O Relator da ADIn apontou que, como as instituições privadas de ensino exercem atividade econômica, devem se adaptar para acolher as pessoas com deficiência, prestando serviços educacionais que não enfoquem a questão da deficiência limitada à perspectiva médica, mas também ambiental, com a criação de espaços e recursos adequados à superação de barreiras, salientou: “ Perceba-se: corre-se o risco de se criar às instituições particulares de ensino odioso privilégio do qual não se podem furtar os demais agentes econômicos. Privilégio odioso porque oficializa a discriminação”.

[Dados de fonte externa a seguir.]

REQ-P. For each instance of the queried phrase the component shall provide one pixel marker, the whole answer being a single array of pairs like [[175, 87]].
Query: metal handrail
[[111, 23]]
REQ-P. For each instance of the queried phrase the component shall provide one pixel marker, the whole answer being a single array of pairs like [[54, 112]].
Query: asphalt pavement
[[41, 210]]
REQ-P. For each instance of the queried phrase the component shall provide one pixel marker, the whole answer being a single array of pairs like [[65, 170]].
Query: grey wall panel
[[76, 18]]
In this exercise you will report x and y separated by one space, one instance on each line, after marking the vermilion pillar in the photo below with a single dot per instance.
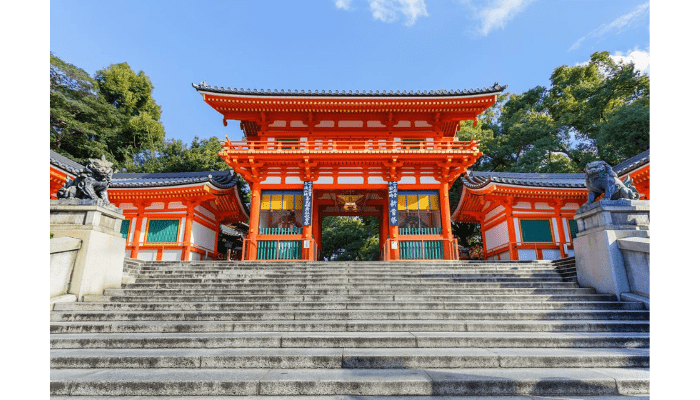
446 221
187 237
137 231
251 251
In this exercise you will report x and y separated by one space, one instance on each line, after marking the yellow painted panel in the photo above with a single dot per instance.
288 201
434 202
265 202
402 202
276 200
412 200
423 202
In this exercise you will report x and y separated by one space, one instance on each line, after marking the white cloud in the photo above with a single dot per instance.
640 58
495 14
388 10
620 24
343 4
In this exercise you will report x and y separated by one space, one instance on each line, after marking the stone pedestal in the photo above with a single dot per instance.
100 260
599 261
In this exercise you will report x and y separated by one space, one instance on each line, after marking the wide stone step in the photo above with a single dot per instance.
344 281
351 339
351 358
349 397
517 283
351 326
378 382
347 292
359 298
296 315
314 305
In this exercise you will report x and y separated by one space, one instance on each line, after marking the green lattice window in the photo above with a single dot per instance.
573 228
163 230
536 230
125 228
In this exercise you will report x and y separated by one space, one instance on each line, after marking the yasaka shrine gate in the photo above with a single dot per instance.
310 155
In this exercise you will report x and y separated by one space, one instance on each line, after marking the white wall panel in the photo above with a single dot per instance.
172 255
203 236
147 255
527 254
496 236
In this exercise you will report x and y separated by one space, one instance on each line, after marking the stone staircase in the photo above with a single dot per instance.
362 329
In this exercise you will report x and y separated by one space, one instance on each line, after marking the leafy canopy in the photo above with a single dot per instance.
599 110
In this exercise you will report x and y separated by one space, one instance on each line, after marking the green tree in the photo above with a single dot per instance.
131 94
595 111
82 124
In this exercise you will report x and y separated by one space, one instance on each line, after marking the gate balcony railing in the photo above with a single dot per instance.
293 230
351 146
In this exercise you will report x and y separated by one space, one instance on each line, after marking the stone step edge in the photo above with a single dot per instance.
486 381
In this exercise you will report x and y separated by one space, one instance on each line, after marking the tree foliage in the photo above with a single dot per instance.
599 110
82 124
112 113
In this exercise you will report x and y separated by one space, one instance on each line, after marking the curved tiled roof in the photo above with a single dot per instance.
65 163
632 163
496 88
480 179
220 179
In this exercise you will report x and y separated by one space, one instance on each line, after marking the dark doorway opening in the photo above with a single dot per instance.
350 238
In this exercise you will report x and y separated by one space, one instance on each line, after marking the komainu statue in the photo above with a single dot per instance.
600 178
91 183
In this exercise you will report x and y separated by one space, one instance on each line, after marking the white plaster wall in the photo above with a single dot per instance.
522 204
551 254
493 213
183 221
497 235
555 228
543 206
271 180
205 212
172 255
527 254
147 255
142 236
324 179
203 236
176 205
565 224
351 180
132 228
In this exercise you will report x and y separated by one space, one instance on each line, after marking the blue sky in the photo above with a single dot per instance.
339 44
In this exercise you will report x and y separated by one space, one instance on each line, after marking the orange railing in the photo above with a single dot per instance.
537 246
342 146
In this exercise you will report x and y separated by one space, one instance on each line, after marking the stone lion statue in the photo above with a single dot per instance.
91 183
600 178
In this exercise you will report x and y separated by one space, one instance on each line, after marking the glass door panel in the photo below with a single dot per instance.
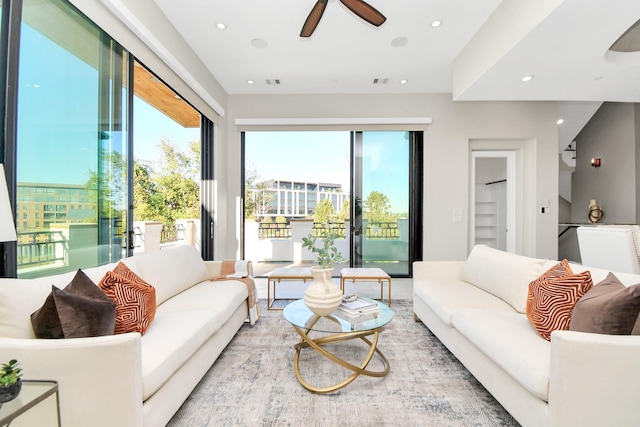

Em seu voto, ao acompanhar o Relator, o Ministro Luís Roberto Barroso destacou a importância da igualdade e sua relevância no mundo contemporâneo, tanto no aspecto formal quanto material, especialmente “a igualdade como reconhecimento aplicável às minorias e a necessidade de inclusão social do deficiente”.

Também seguindo o voto do Ministro Fachin, o Ministro Teori Zavascki ressaltou a importância para as crianças sem deficiência conviverem com pessoas com deficiência.

Votando pela improcedência da ação, a Ministra Rosa Weber afirmou que, em seu entendimento, muitos dos problemas que a sociedade enfrenta hoje, entre eles a intolerância, o ódio, desrespeito e sentimento de superioridade em relação ao outro talvez tenham como origem o fato de que gerações anteriores não tenham tido a oportunidade de conviver mais com a diferença.

Segundo o Ministro Luiz Fux, não se pode analisar a legislação infraconstitucional sem passar pelas normas da Constituição, que tem como um dos primeiros preceitos a promoção de uma sociedade justa e solidária. 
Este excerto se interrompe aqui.